Tante terkekeh pelan. Sangat lembut sesuai dengan apa yang ada di hadapan Ciama saat ini. Wanita ini sebenarnya terbuat dari apa sih? Kapas? Ciama juga sudah mendengar dari Mamanya jika wanita ini benar-benar wanita yang sangat lemah lembut dan tidak suka pada sesuatu yang meributkan. Seakan-akan hidunya begitu damai. Ciama jadi ingin membuat hidupnya damai juga. Persis seperti wanita yang menjadi panutanannya ini.
“Oke. Tante tepatin janjinya sekarang. Kamu masih ingat ternyata,” ujar wanita itu dengan tawa yang mengudara serta tangan yang memencet hidung Ciama.
“Inget, dong!

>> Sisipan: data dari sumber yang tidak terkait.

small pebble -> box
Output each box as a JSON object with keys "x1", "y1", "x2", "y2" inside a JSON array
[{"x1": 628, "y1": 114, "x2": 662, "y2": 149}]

Ciama kan mau ambil semua buah yang ada di kebun Tante,” kelakar Ciama dengan tangan yang masih setia merangkul pinggang wanita itu. Walau tinggi keduanya hampir seimbang, tetap saja rasanya Ciama seperti sedang menggandeng teman daripada Tantenya.

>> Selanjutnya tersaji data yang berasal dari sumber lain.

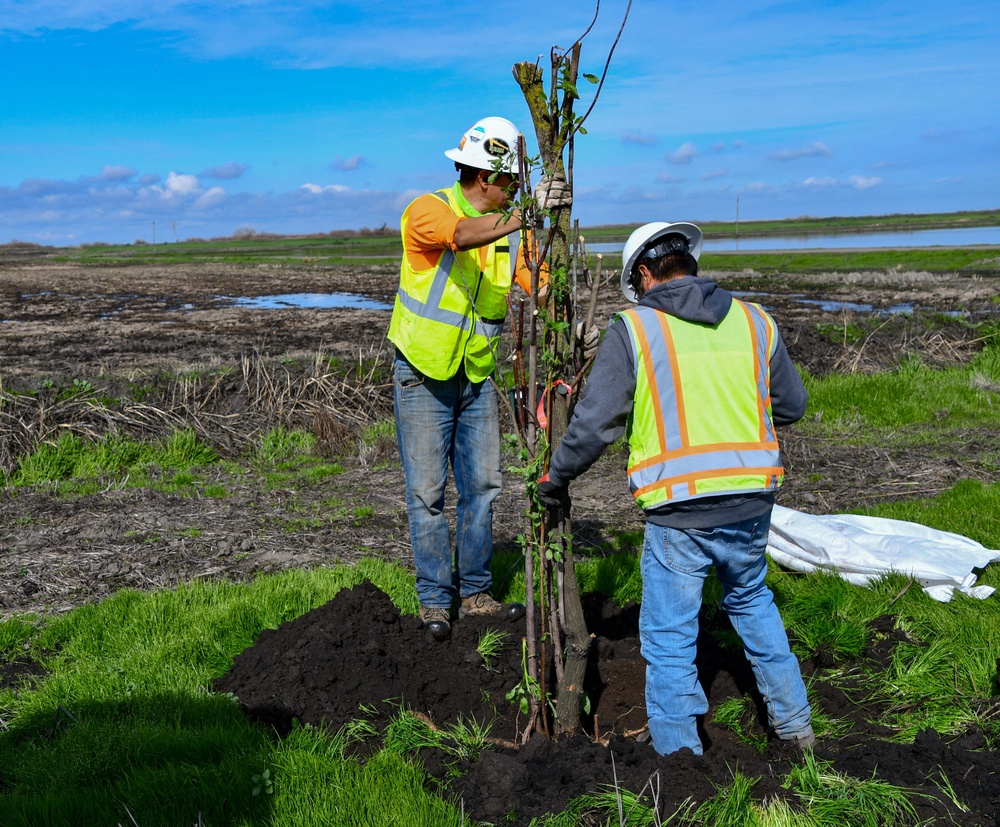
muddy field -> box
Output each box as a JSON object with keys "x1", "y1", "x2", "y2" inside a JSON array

“Kamu deket sama Marcel ya, Dek?”
Ciama refleks menghentikkan langkahnya dan melihat ke arah wanita itu dengan tatapan terkejut. Yang mana membuat sang tante mengangkat halisnya merasa tidak enak hati.
“Ah, maaf. Tante tanya—“
“Gak terlalu kok, Tante. Gak papa. Ngapain minta maaf? Lagian kan Kak Marcel temennya Bang Rian, pasti deket sama aku, dong,” jawab Ciama seraya mengembangkan senyumnya. Riana—wanita yang menjadi Tante sekaligus wanita dari Ibu si kembar itu hanya bisa tersenyum dan mengangguk canggung.
“Tapi yang Tante rasa bukan dekat—“
“Tante kok gak bilang?! Itu buah tin udah lebat? Pada mateng lagi!”
Riana terdiam sesaat. Ia melihat punggung Ciama yang tiba-tiba berlari menjauh darinya. Apa yang ia pikirkan terlalu jauh?